A character may have been wary of traveling to the location of previous bloodshed, but they find comfort in overconfident friends until the masked man appears.

Let’s also take the classic story of When a Stranger Calls for a story that doesn’t necessarily take place in any haunted or damnable location. Our babysitter’s state of normalcy depends on the house being empty, with the exception of the children upstairs. That state is destroyed when it is revealed that the person who keeps harassing her over the telephone is, in fact, in the house with her.

An effective horror writer can turn sacred places for our characters into hellish prisons full of danger at every turn, just as terrifying as Camp Crystal Lake, if not more so. While the location of any story is important, the false idea of safety in the location at the beginning of the story is crucial.

The Final L: Law of the Land

When we talk about the laws of the land, we are referring to much more than simply political institutions or governmental forces; we are referring to the power structures that enable our character’s lifestyle, relationships with loved ones, and comfortable locations.

Things such as the policies enforced by a supervisor at work or by religious leaders create a sense of safety for our character. Even things such as parent-child relationships instill a similar feeling of structure necessary for the complacency our characters are meant to feel at the beginning of the story.

In addition to established structures, I also believe that familiar racial or gender structures can also be included within this category along with other more society-wide practices such as class or economic status.

This category is really about our character and their connection or position within society; threats to our characters can be as large as a national collapse or as small as simply having an irritating coworker being promoted to manager.

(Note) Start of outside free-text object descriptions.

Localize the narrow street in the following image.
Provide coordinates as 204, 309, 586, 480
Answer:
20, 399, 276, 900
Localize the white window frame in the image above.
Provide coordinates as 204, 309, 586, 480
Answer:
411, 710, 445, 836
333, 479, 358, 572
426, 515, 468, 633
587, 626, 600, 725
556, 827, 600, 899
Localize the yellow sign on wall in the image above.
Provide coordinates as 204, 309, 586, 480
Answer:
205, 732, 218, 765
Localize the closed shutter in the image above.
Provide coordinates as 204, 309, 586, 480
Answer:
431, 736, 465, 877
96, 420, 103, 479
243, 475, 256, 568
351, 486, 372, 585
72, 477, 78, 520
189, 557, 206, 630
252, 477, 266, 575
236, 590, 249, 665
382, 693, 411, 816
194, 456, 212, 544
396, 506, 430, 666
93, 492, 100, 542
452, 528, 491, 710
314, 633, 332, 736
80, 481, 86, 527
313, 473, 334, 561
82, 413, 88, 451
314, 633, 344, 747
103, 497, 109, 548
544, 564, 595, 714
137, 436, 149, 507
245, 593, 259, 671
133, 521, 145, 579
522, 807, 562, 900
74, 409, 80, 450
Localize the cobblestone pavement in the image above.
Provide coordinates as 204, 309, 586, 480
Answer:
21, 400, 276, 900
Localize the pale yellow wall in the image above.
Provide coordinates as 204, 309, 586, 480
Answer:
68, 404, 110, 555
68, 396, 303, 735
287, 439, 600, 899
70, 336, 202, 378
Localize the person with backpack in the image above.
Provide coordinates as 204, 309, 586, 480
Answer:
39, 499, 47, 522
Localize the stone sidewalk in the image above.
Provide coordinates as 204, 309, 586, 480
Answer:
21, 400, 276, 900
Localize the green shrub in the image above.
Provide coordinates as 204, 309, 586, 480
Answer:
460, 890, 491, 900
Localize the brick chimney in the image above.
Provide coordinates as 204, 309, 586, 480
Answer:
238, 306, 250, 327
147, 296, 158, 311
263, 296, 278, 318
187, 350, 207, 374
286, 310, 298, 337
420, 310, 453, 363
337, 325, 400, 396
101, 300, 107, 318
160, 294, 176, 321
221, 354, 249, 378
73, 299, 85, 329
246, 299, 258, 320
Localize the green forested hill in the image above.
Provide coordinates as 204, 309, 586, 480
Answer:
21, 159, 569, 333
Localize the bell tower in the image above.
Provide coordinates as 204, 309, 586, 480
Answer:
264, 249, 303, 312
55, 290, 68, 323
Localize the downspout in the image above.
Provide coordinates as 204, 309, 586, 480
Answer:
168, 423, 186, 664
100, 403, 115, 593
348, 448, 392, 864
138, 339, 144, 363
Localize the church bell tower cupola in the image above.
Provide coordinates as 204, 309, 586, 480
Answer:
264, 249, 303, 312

When I think of fear generated by a lawless society, my initial instinct is to turn to The Purge, where all crimes are legal for one night a year. This movie is an excellent example of this principle. When laws no longer protect us, our lives, our loved ones and relationships, and our places of refuge are put at risk.

This idea of safety in societal law is more about the complete dissolution of such systems. The Law doesn’t need to fall apart to fail us.

Invasion of the Body Snatchers is a perfect example of this when alien plant clones replace everyday people in the community. Suddenly, our surviving characters have been turned into wanted fugitives by the very institution that is supposed to protect them. It’s not the system itself that needs to be upheld for normalcy to reign but a belief in the system.

Put it All Together

A strange man follows Laurie Strode, making her question her own personal safety as well as the safety of the neighborhood that she so casually strolls. She brushes off this first encounter and continues on with her day. After a night of babysitting and strange phone calls from her friends, she is confronted with the image of her dead friends next door and the horrifying image of a masked serial killer.

She is not safe, her friends are not safe, the home that she resides in is no longer safe, and the police who are supposed to protect her are nowhere to be found. She is not safe and has crossed the threshold of innocence. She can never go back to the life she lived just hours before.

From the unassuming premise at the start of our horror experience, the ordinary way our characters see the world is twisted and distorted into something uncomfortable, disgusting, and hopefully frightening.

Simply put, horror is nothing more than turning our character’s natural into the unnatural and/or supernatural; Horror is the disruption of the normal.